And also, I will be honest, because why the fuck not? I do not understand why so many film buffs and media mavens find Sennott so compelling. She fits pretty squarely in a crowded niche, one that Sarah Silverman pretty much made her own until Sarah "Squirm" Sherman popped out of the Internet. Awkward Jewish chicks whose attractiveness is paradoxically increased by their repulsiveness, their willingness to say or do gross things. I have a feeling NYU is full of these kinds of folks, all with "Groundlings" and "SNL" on their vision boards. In other words, what's the big deal?

Ayo Edebiri, however, is another matter. Already killing it as Sydney on "The Bear," Edebiri is doing something rather new, especially for a Black actress in 2023. She works with understatement and self-deprecation. And in addition to simply being very good at it, Edebiri stands in marked contrast to the "Yas queen" post-Oprah bravado that has been demanded of Black women entertainers for decades. Part of why Bottoms plays so well is that for every loud, obnoxious, inappropriate thing PJ says, Josie is there to provide a quiet verbal footnote. It's a winning dynamic.

Besides all that, Bottoms is patently unrealistic, which means that its premise (girls' fight club) is no more outlandish than Mr. G (Marshawn Lynch) reading big butt porn at his desk in the middle of class, or quarterback / human mannequin Jeff (Nicholas Galitzine) being lovingly protected (no homo!) by Tom (Miles Fowler), not to mention taking the field to cries of "eat my pussy, Jeff!" and "fill me with your seed!" While not exactly a queer Heathers (although a budding JD in goth-kid garb lurks in plain sight), Bottoms treats high school, and the high school movie, as a fundamentally warped reality, a messed-up laboratory where American society's worst tendencies are paraded as viable personalities.

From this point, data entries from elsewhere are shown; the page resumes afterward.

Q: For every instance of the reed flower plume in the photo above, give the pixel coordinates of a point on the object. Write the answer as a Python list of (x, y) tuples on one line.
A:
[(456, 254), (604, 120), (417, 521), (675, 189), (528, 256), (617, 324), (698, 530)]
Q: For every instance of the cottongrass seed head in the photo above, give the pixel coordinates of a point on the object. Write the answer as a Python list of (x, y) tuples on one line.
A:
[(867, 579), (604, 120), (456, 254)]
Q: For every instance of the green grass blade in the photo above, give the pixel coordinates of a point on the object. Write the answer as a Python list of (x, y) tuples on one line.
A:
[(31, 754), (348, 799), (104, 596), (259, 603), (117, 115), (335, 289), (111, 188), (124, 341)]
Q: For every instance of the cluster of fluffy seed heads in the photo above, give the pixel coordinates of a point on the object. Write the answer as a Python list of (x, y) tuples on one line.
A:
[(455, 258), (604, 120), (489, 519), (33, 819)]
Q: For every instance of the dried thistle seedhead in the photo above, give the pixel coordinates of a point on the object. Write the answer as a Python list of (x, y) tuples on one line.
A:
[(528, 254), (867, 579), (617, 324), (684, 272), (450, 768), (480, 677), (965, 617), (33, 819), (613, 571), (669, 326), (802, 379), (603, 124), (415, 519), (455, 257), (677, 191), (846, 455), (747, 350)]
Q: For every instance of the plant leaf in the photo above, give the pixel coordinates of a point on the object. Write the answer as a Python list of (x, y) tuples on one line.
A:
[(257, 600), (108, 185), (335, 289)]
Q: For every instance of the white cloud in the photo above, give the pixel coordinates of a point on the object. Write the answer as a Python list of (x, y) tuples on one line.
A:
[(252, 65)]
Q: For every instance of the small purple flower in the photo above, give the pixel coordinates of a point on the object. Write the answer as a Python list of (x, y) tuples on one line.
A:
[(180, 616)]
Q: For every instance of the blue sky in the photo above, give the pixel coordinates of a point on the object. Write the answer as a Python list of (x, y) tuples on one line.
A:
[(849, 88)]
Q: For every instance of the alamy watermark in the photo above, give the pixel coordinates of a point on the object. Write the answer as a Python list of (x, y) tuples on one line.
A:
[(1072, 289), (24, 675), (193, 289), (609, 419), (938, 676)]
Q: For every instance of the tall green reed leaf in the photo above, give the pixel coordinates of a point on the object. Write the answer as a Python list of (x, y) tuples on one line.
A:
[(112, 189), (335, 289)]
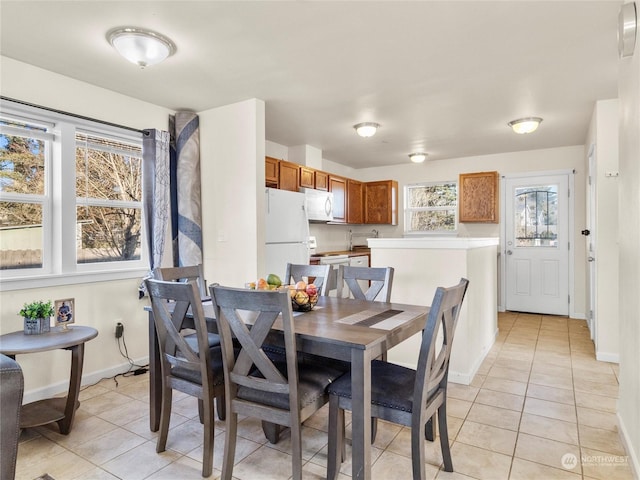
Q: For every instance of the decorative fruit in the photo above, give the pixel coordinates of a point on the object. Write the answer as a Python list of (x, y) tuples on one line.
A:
[(273, 279), (311, 289)]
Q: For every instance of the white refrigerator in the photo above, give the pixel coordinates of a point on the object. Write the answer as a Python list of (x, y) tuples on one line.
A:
[(287, 231)]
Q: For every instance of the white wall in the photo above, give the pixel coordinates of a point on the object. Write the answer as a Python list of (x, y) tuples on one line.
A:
[(232, 151), (629, 300), (48, 373), (603, 135)]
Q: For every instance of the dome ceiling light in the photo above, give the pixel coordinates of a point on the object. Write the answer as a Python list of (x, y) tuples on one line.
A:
[(418, 157), (366, 129), (525, 125), (140, 46)]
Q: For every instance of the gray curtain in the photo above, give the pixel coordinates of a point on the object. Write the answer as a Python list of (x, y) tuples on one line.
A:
[(185, 189), (156, 194)]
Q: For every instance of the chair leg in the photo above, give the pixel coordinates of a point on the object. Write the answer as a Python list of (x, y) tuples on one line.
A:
[(430, 429), (335, 455), (230, 435), (165, 415), (209, 427), (271, 431), (444, 438), (220, 406)]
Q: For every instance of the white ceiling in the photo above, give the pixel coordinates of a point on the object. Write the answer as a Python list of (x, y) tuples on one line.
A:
[(442, 77)]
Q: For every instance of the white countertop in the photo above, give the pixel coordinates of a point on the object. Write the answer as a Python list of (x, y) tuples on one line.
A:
[(440, 242)]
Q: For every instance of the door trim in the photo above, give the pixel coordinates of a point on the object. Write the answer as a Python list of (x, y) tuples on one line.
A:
[(572, 234)]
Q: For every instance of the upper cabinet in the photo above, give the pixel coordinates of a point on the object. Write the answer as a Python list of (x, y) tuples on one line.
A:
[(355, 201), (381, 202), (479, 201)]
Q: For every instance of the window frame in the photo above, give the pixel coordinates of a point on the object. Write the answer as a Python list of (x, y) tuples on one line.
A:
[(408, 210), (60, 265)]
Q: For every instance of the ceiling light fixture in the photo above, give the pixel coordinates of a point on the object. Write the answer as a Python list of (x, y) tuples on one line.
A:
[(140, 46), (366, 129), (525, 125), (418, 157)]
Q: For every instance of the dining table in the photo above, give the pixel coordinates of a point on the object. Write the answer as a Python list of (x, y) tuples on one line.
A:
[(356, 331)]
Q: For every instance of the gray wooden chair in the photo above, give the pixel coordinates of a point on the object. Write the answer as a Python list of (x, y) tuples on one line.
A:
[(380, 281), (184, 274), (275, 388), (406, 396), (319, 274), (184, 367)]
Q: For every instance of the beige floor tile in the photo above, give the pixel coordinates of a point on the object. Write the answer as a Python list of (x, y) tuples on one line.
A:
[(603, 466), (500, 399), (525, 470), (602, 440), (596, 402), (552, 394), (545, 427), (597, 419), (480, 463), (504, 385), (497, 417), (485, 436), (544, 451), (544, 408)]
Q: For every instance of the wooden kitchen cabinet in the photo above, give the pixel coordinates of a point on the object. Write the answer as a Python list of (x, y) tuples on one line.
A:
[(479, 201), (307, 177), (289, 176), (271, 172), (338, 185), (381, 202), (355, 201)]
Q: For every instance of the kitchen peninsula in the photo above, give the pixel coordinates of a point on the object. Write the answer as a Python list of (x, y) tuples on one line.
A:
[(423, 264)]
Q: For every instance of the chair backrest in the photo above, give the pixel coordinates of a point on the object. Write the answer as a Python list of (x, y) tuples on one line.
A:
[(319, 274), (380, 280), (184, 274), (435, 350), (170, 302), (234, 309)]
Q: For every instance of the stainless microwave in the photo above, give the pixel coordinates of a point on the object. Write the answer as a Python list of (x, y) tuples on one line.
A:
[(319, 205)]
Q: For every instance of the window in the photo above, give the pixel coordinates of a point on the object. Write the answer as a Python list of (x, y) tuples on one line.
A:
[(431, 208), (70, 195)]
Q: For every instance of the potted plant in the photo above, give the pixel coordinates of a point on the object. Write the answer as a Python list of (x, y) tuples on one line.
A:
[(37, 317)]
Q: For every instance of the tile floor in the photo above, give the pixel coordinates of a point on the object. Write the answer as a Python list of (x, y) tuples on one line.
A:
[(539, 401)]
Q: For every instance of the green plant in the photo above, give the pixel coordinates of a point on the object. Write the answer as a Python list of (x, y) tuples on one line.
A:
[(38, 309)]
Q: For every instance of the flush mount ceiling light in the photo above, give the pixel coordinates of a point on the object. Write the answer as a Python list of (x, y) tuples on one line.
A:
[(418, 157), (366, 129), (525, 125), (140, 46)]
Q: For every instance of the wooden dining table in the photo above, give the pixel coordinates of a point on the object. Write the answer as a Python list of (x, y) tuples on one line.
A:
[(356, 331)]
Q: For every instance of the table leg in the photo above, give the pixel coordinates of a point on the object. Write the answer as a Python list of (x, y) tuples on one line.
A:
[(77, 360), (155, 377), (361, 413)]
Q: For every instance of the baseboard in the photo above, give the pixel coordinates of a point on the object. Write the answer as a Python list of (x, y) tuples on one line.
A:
[(608, 357), (631, 454), (58, 388)]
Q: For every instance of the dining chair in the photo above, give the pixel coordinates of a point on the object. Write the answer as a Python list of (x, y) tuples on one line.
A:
[(270, 387), (184, 274), (184, 367), (319, 273), (405, 396), (380, 281)]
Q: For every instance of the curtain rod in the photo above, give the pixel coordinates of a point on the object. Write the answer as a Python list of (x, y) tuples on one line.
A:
[(82, 117)]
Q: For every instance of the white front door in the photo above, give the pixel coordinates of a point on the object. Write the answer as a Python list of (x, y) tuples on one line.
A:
[(537, 244)]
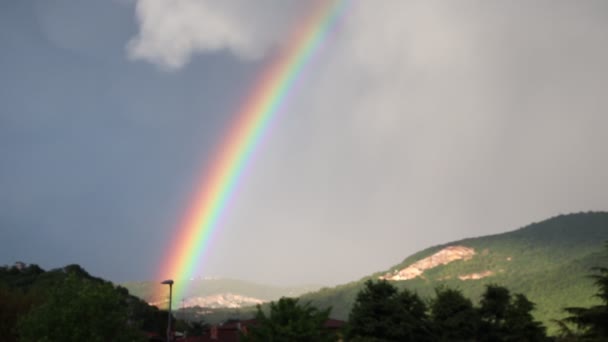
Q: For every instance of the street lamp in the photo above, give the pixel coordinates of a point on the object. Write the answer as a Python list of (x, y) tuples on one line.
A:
[(170, 283)]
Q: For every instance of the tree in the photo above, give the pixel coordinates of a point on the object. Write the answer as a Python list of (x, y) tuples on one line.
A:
[(382, 313), (593, 321), (453, 316), (505, 319), (79, 310), (289, 320)]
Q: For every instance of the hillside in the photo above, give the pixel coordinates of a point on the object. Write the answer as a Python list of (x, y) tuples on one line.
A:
[(547, 261), (51, 300), (220, 293)]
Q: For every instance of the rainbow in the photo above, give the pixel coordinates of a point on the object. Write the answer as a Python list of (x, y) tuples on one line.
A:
[(252, 121)]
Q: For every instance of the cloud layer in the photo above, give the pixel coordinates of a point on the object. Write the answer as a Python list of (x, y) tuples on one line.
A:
[(418, 123)]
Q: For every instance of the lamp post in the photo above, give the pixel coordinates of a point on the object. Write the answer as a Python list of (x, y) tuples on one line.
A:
[(170, 283)]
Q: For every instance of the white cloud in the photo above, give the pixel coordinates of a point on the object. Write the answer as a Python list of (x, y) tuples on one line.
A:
[(420, 122), (172, 31)]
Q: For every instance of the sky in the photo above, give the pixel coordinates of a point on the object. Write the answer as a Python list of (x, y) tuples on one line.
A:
[(416, 124)]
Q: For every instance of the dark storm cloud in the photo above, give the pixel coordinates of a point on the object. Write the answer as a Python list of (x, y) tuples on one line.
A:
[(420, 122)]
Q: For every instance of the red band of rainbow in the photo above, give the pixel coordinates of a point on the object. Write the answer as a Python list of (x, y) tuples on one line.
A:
[(184, 255)]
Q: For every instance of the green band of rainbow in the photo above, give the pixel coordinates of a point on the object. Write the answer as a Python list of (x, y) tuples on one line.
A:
[(252, 121)]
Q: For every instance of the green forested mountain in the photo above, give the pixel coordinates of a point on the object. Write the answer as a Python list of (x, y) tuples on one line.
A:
[(547, 261), (70, 303)]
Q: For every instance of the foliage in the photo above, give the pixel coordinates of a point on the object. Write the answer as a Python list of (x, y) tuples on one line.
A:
[(547, 261), (504, 318), (24, 289), (593, 321), (453, 316), (290, 321), (382, 313), (79, 310)]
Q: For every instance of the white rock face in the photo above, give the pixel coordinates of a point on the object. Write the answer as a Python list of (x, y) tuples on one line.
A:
[(443, 257)]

Last thing: part of what makes Bottoms so enjoyable is that, in a way, it does the exact opposite of queer-baiting. Based on, well, the entire history of low-budget Hollywood comedies, we expect gayness to be a gimmick, or at least a hook. But in Bottoms, lesbian teens are allowed to be garden-variety horndogs. PJ's fixation on a hetero cheerleader (Kaia Gerber) even blinds her to Hazel (Ruby Cruz), the beauty in (metaphorical) glasses who was right there all along.